I'm trying to prove that the group below isn't cyclic:
$G = \{ (1, 2, 3, ... n)^a\cdot(n+1, n+2, n+3, ... 2n)^b \mid 0 \leq a,b \leq n-1 \}$
To do this, I'm trying to show that none of the elements of $G$ have order $n^2$ - however I've made little progress.
Any help would be much appreciated,
Jack
On
The group is generated by two cycles $\sigma = (1, \dots, n), \tau = (n+1, \dots, 2n)$ in $S_{2n}$. These cycles are disjoint obviously.
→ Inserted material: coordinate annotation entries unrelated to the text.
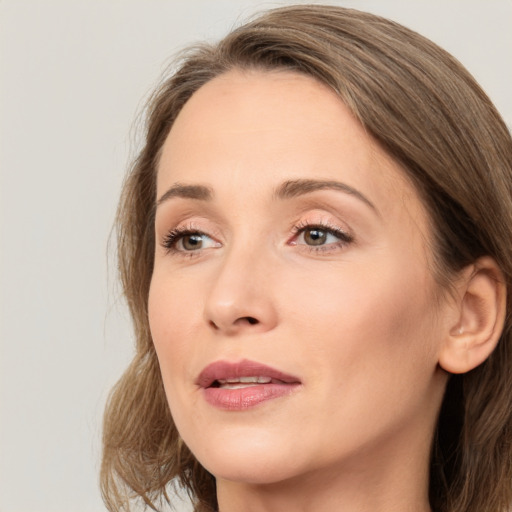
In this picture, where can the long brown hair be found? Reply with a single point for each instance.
(429, 114)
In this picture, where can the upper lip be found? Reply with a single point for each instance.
(221, 370)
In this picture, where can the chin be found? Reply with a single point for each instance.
(249, 459)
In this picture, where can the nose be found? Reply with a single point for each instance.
(241, 298)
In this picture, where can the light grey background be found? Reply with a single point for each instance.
(72, 77)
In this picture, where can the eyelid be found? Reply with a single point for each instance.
(175, 235)
(344, 236)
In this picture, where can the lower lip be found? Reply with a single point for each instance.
(245, 398)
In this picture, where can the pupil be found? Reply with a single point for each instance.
(315, 237)
(192, 242)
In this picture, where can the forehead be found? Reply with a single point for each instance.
(252, 129)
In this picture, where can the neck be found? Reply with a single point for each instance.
(394, 480)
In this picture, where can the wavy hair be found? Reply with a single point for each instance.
(430, 115)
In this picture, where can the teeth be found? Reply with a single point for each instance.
(241, 381)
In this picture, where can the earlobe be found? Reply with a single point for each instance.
(480, 318)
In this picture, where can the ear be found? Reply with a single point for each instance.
(480, 315)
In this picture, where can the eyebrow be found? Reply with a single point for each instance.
(294, 188)
(287, 190)
(200, 192)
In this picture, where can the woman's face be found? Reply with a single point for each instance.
(291, 306)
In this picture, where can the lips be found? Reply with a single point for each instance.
(245, 384)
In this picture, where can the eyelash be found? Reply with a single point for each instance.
(173, 237)
(344, 237)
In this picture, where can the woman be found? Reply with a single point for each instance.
(315, 246)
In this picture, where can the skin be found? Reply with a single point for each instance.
(357, 321)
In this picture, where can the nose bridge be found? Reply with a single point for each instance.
(240, 297)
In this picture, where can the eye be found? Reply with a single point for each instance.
(185, 240)
(319, 237)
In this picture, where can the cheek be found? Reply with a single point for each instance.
(173, 314)
(368, 322)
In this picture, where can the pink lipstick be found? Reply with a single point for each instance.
(244, 384)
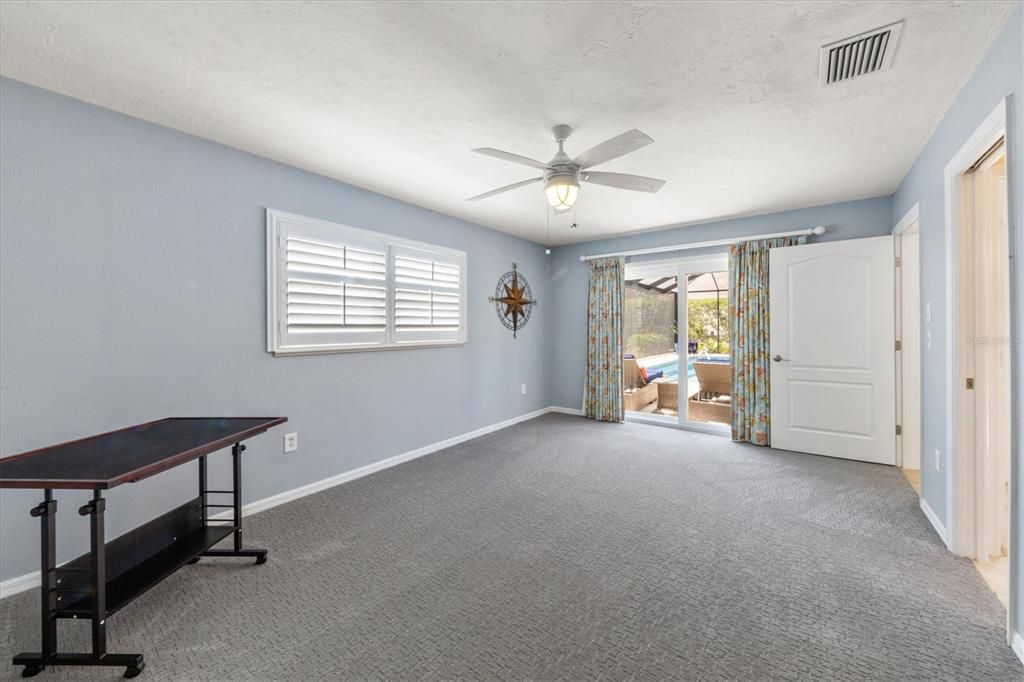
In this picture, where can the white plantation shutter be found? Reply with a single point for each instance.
(427, 295)
(331, 287)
Define $\Bbb{Z}_n \times \Bbb{Z}_n \xrightarrow{\phi} S_n$ by $a \times b \mapsto \sigma^a \tau^b$. Then this is an embedding as $\phi(a,b) = \text{id} \implies a = b = 0$ or else $\sigma^a \tau^b = \text{id}$ so that $\tau$ is not only not a disjoint cycle from $\sigma$ it is an iterate of it ($\sigma^k$, for some $k$).
But according to this lemma: The direct product of two cyclic groups is cyclic iff their orders are coprime.
It's nice to use other results. It reduces the workload of what you're trying to prove.
Let $\alpha = (1,2,3,\dots,n)$ and $\beta = (n + 1, n + 2, \dots, 2n)$. Then given any element $\alpha^a\beta^b$, $(\alpha^a\beta^b)^n = \alpha^{na}\beta^{nb} = e$ since $\alpha$ and $\beta$ commute. You might also like to show that $G \cong Z_n \times Z_n$ where $Z_n$ is the cyclic group of order $n$ and the isomorphism is $\alpha^a\beta^b \mapsto (a,b)$. Then you would need to show that $Z_n \times Z_n \not\cong Z_{n^2}$.